Kepala Badan Pusat Statistik (BPS) Sumatera Utara, Syech Suhaimi menyebutkan, penurunan kinerja ekspor ini terjadi akibat melemahnya permintaan pasar dunia. Itu terjadi seiring masih terjadinya krisis ekonomi global serta dampak dari perang dagang antara China dan Amerika Serikat.
“Permintaan yang menurun berdampak negatif terhadap ekspor Sumut,"kata Syech Suhaimi, seperti dilansir Antara, Senin (2/12/2019).
Dia menjelaskan, penurunan ekspor Sumut terbesar disebabkan oleh menurunnya sektor industri sebesar 14,34 persen.
Di periode 2019, nilai ekspor sektor industri Sumut tinggal USD 5,856 miliar dari Januar-Oktober 2018 senilai USD 6,837 miliar .

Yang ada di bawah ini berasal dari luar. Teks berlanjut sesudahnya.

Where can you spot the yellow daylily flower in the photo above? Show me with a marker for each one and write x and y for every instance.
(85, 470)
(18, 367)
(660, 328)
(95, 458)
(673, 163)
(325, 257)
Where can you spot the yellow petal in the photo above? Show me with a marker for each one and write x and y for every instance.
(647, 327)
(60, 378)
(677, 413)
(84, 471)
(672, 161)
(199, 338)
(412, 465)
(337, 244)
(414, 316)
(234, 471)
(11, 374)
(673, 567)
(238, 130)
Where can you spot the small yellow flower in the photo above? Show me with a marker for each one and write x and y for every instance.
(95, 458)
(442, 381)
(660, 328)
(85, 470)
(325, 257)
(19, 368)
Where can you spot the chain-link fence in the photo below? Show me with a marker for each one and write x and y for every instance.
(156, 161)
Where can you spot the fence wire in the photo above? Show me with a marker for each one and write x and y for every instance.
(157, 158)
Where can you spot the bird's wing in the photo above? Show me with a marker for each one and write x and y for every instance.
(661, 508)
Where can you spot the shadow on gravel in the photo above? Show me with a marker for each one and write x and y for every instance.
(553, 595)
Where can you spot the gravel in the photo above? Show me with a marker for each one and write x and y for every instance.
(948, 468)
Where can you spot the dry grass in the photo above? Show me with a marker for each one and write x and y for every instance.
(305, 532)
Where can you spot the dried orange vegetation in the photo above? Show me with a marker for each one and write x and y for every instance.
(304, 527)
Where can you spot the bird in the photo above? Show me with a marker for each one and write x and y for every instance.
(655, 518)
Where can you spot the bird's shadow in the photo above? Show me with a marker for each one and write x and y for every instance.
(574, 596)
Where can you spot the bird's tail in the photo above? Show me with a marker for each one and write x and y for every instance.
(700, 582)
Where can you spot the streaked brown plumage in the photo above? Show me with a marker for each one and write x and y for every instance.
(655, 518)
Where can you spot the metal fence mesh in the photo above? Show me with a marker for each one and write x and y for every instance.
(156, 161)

"Ekspor sektor pertanian yang masih bisa tumbuh 2,50 persen atau menjadi USD 591,902 juta dari periode sama 2018 yang UDS 577,470 juta," ujarnya.
Pengamat ekonomi dari Universitas Sumatera Utara (USU), Wahyu Ario Pratomo, mengatakan ekspor Sumut yang masih didominasi produk industri hasil perkebunan seperti minyak kelapa sawit atau crude palm oil (CPO) dan karet memang rentan mengalami fluktuasi.
Untuk itu, katanya, ekspor pertanian perlu didorong terus dan termasuk meningkatkan pemasaran di dalam negeri.
"Tidak boleh tergantung sekali dengan ekspor. Kondisi saat ini sudah membuktikan bahwa ketergantungan ekspor membahayakan," ujarnya.